Jules Greenberg, Neeta Madahar, Paula McCartney, Annie Marie Musselman, Darryl Schmidt, and Charlotte Watts

October 3 – 31, 2008

Featuring: Jules Greenberg, Neeta Madahar, Paula McCartney, Annie Marie Musselman, Darryl Schmidt, and Charlotte Watts

This exhibition examines beauty and complexity in the lives of birds through contemporary photographic approaches. These six artists address nest studies, bird specimen collections, accumulations, bird feeding, forest investigations and bird caretakers & rehabilitation through a wide-range of photographic styles and techniques.

Fallen, by Jules Greenberg, unveils bird specimens normally hidden from view in research collections, offering a confrontation with the dead. In Neeta Madahar‘s series, Sustenance, various species of birds came to feed at the apartment balcony of her home in Framingham, Massachusetts and became the subject of exploration. Paula McCartney‘s Bird Watching series combines varied natural settings with carefully placed craft store songbirds to create an enhanced landscape. In a second series, McCartney’s Accumulations were created at the edge of the creek where new leaves bud on branches that catch the skeletons of old ones that have drifted down stream to form a collected entity.

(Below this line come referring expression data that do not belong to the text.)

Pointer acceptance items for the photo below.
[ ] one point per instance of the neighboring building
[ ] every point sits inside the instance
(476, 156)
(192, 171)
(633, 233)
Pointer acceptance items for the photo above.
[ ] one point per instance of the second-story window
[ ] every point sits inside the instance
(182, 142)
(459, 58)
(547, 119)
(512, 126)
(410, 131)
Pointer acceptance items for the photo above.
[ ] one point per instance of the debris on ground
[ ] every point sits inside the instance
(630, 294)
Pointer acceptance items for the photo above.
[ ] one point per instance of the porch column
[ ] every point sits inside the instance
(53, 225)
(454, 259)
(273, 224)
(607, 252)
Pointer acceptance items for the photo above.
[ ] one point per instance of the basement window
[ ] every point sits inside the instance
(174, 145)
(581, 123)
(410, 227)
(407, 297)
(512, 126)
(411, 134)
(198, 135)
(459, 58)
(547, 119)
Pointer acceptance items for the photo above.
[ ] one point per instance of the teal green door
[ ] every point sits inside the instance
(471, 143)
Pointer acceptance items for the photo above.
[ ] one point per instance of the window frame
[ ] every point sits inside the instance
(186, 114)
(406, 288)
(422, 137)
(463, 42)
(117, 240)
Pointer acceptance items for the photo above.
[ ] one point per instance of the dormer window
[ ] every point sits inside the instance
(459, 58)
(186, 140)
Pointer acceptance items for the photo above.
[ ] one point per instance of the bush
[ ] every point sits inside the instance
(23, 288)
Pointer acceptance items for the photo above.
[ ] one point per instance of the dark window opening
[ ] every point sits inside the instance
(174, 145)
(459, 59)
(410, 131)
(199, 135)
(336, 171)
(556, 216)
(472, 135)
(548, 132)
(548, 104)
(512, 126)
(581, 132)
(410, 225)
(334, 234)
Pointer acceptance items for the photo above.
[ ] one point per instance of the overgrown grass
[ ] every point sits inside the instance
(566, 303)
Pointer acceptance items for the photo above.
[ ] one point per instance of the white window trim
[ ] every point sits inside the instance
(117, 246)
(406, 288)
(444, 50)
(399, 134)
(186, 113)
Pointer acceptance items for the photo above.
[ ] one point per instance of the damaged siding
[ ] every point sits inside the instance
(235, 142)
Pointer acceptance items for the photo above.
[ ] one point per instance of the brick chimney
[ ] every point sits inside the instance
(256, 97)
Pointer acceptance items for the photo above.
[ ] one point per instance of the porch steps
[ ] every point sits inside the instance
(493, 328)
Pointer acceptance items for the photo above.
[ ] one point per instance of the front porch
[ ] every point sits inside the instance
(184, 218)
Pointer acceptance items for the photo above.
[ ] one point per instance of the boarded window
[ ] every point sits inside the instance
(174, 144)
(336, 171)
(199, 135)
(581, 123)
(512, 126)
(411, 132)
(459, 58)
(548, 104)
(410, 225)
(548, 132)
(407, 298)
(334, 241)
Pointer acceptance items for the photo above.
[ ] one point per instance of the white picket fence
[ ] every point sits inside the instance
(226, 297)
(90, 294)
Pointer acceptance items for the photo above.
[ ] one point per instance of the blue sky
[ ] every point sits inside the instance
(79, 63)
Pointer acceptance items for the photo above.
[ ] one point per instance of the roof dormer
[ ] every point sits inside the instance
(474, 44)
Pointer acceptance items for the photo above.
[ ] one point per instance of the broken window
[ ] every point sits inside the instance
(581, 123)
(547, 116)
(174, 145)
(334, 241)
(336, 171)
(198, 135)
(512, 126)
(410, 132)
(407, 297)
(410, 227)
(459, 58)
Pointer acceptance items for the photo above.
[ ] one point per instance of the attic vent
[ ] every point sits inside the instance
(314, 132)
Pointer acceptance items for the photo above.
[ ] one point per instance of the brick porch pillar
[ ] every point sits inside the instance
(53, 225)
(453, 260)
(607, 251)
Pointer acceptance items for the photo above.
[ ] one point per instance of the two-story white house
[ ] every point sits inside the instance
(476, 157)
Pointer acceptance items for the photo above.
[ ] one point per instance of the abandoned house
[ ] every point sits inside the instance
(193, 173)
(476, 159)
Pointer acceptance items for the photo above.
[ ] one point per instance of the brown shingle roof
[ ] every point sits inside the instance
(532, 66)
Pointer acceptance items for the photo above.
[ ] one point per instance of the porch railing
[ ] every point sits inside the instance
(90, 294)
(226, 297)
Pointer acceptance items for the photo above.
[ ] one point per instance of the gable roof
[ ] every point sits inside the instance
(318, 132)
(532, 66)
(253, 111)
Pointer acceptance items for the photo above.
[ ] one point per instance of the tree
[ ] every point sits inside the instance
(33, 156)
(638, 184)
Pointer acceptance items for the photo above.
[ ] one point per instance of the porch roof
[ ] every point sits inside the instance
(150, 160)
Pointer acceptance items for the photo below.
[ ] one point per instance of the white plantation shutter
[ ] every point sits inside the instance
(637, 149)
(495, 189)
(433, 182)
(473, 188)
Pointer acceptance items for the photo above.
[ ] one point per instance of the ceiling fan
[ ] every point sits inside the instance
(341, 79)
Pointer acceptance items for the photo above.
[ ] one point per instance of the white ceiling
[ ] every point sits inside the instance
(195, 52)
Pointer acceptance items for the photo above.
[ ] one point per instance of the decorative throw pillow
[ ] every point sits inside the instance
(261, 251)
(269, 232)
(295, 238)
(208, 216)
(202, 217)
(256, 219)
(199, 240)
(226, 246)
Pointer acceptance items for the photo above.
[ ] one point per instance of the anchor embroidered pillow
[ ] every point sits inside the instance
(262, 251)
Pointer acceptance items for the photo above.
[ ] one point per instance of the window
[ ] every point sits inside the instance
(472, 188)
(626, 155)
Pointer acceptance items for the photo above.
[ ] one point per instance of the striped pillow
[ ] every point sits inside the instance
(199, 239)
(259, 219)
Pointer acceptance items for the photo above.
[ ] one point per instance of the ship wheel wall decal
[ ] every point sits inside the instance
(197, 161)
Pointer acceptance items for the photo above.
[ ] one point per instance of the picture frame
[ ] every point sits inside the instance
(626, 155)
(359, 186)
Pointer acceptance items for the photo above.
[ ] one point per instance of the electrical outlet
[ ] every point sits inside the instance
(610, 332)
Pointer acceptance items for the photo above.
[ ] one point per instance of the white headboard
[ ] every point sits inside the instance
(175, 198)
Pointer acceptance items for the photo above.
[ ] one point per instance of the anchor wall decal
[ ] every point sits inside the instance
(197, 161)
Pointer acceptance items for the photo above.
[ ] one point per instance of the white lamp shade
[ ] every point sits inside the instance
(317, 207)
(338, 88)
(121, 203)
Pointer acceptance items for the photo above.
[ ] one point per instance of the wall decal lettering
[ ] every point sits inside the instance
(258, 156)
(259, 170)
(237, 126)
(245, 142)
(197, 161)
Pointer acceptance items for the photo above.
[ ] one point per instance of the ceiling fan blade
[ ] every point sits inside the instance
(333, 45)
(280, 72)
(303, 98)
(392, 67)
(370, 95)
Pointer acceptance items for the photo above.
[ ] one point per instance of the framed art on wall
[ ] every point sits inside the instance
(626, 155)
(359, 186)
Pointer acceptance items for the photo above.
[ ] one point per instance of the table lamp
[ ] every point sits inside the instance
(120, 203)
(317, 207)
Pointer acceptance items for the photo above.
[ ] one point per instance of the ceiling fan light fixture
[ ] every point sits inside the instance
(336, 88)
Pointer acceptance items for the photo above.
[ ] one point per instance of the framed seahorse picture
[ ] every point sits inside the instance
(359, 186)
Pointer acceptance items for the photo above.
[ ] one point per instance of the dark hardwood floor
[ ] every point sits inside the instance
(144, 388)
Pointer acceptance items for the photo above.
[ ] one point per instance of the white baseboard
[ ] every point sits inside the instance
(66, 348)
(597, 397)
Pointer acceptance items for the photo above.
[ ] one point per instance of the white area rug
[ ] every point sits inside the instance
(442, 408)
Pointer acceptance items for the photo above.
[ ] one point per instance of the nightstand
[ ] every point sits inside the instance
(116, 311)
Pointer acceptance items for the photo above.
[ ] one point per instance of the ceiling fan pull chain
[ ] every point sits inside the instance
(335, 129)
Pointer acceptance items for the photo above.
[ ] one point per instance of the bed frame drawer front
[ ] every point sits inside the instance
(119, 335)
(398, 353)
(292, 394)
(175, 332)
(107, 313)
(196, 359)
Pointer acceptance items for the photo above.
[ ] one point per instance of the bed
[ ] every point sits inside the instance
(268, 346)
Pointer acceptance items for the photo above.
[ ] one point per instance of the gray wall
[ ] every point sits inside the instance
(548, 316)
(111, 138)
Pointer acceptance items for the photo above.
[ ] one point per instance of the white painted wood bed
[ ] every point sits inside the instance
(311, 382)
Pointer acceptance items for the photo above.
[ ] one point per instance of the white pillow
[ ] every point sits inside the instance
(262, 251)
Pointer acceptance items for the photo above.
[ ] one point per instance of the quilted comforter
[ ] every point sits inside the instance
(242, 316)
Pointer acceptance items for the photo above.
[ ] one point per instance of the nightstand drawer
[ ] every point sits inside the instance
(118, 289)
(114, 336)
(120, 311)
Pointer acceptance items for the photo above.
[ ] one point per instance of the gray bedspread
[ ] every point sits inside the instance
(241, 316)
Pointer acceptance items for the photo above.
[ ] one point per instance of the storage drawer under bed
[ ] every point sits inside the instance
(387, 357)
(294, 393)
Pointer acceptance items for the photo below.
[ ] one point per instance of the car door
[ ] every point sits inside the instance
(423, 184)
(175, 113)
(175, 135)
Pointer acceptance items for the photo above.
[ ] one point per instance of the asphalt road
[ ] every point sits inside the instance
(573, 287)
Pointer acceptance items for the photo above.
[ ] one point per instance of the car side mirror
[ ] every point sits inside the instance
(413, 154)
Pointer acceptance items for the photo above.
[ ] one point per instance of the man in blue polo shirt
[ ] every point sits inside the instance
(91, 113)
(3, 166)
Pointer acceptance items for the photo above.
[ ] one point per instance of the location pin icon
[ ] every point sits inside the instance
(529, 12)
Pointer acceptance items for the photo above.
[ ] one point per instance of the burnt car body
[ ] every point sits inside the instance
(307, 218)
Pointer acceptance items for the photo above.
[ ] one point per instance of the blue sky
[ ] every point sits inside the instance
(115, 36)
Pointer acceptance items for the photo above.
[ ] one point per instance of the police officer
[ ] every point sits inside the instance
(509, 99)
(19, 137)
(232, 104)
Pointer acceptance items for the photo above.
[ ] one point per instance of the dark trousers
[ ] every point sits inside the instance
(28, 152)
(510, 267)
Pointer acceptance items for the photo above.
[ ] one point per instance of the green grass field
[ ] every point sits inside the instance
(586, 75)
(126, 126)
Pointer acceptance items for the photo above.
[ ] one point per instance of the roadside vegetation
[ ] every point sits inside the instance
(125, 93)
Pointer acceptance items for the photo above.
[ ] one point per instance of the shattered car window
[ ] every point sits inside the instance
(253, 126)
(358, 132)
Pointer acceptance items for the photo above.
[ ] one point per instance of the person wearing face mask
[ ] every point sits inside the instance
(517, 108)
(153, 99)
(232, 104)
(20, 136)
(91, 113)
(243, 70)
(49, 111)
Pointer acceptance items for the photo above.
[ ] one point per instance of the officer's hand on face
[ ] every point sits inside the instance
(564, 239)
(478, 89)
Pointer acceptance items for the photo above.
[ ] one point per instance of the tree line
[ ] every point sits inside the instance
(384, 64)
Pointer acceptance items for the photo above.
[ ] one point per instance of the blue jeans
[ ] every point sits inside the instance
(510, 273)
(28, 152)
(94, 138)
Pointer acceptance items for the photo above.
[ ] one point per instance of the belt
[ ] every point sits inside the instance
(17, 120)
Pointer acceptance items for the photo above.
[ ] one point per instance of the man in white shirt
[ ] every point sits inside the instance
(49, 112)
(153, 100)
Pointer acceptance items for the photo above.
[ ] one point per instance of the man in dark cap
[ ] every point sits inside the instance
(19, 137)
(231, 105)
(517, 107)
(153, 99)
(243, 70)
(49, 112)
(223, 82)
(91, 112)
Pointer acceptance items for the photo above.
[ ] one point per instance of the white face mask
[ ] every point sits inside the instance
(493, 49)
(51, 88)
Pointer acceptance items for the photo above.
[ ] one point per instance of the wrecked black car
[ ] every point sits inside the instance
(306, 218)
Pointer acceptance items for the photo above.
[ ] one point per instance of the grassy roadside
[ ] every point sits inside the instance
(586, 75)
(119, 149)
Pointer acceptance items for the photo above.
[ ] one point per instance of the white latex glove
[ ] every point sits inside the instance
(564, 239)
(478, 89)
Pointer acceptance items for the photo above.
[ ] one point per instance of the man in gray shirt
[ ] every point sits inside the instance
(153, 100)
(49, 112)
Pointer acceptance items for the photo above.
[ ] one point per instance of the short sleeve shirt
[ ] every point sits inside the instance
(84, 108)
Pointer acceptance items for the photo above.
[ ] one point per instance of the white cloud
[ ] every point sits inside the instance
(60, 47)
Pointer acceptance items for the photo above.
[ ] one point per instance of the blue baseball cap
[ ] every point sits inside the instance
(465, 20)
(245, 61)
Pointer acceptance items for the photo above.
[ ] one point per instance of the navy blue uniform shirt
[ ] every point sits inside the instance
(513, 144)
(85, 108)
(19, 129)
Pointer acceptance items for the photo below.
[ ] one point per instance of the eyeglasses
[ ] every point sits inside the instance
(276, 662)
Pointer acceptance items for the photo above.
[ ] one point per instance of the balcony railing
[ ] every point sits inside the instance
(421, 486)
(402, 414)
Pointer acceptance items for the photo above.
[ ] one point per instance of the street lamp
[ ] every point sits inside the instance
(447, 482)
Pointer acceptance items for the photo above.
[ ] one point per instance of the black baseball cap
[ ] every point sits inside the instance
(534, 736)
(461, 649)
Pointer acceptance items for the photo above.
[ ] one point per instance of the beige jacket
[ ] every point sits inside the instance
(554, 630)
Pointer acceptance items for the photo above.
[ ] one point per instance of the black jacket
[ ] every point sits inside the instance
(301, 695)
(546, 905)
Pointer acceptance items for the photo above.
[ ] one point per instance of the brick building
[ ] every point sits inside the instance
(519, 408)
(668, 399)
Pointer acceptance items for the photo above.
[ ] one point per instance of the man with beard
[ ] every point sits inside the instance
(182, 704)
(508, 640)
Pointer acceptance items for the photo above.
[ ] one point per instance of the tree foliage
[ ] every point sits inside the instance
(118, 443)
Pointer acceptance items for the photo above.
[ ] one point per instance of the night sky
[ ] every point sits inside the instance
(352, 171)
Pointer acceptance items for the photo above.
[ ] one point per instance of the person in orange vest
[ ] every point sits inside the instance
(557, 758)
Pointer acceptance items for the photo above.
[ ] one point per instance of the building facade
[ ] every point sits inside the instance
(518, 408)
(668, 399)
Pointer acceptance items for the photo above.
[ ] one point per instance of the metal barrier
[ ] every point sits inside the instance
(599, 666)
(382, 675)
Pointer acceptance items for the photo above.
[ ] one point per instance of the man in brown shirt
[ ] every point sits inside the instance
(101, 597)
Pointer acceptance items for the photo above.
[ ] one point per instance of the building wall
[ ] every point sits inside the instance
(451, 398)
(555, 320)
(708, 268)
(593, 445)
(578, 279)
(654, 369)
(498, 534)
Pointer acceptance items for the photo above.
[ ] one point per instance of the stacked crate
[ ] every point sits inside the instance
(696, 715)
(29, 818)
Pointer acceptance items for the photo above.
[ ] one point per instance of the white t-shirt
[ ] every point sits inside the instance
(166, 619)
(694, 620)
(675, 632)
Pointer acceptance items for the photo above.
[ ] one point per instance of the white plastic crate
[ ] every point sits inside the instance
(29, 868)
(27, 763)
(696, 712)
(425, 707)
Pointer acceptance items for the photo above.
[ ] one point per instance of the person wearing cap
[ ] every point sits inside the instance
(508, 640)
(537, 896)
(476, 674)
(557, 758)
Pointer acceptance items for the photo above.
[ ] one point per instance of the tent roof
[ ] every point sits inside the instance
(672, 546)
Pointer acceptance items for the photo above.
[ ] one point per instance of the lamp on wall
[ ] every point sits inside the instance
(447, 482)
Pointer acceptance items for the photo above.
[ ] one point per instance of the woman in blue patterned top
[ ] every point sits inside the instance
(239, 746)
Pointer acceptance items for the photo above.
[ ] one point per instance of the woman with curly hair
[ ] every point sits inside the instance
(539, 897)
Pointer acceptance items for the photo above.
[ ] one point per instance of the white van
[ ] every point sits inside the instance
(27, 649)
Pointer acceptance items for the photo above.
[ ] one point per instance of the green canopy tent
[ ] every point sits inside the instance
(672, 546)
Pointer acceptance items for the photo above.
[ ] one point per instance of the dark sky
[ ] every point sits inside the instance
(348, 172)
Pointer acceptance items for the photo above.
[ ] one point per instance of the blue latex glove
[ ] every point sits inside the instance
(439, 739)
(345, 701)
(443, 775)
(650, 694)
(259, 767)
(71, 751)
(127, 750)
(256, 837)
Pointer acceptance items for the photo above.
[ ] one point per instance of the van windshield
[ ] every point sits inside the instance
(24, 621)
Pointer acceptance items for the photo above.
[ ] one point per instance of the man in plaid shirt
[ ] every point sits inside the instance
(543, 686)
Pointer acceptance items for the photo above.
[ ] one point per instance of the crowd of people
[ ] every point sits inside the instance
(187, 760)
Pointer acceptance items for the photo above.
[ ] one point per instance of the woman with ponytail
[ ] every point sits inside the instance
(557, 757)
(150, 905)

In Finding Trust, Annie Marie Musselman photographed birds at the Sarvey Wildlife Rehabilitation Center in Arlington, Washington. Injured birds throughout the Northwest are brought to Sarvey where Musselman captures the relationship between the birds and those that love and care for them. In Northwest Nests Darryl Schmidt collected nests from forests and gardens near his Bainbridge Island home. These engineering marvels of nature are a perfect combination of instinct and ingenuity. Charlotte Watts follows bird songs and animal paths in the forest sanctuary that surround her home in Sequim, WA. She waits in the soft crepuscular light and photographs the remnants of a trail, the location of their calls, the faint sound of wings, the crackling of twigs, their unseen presence.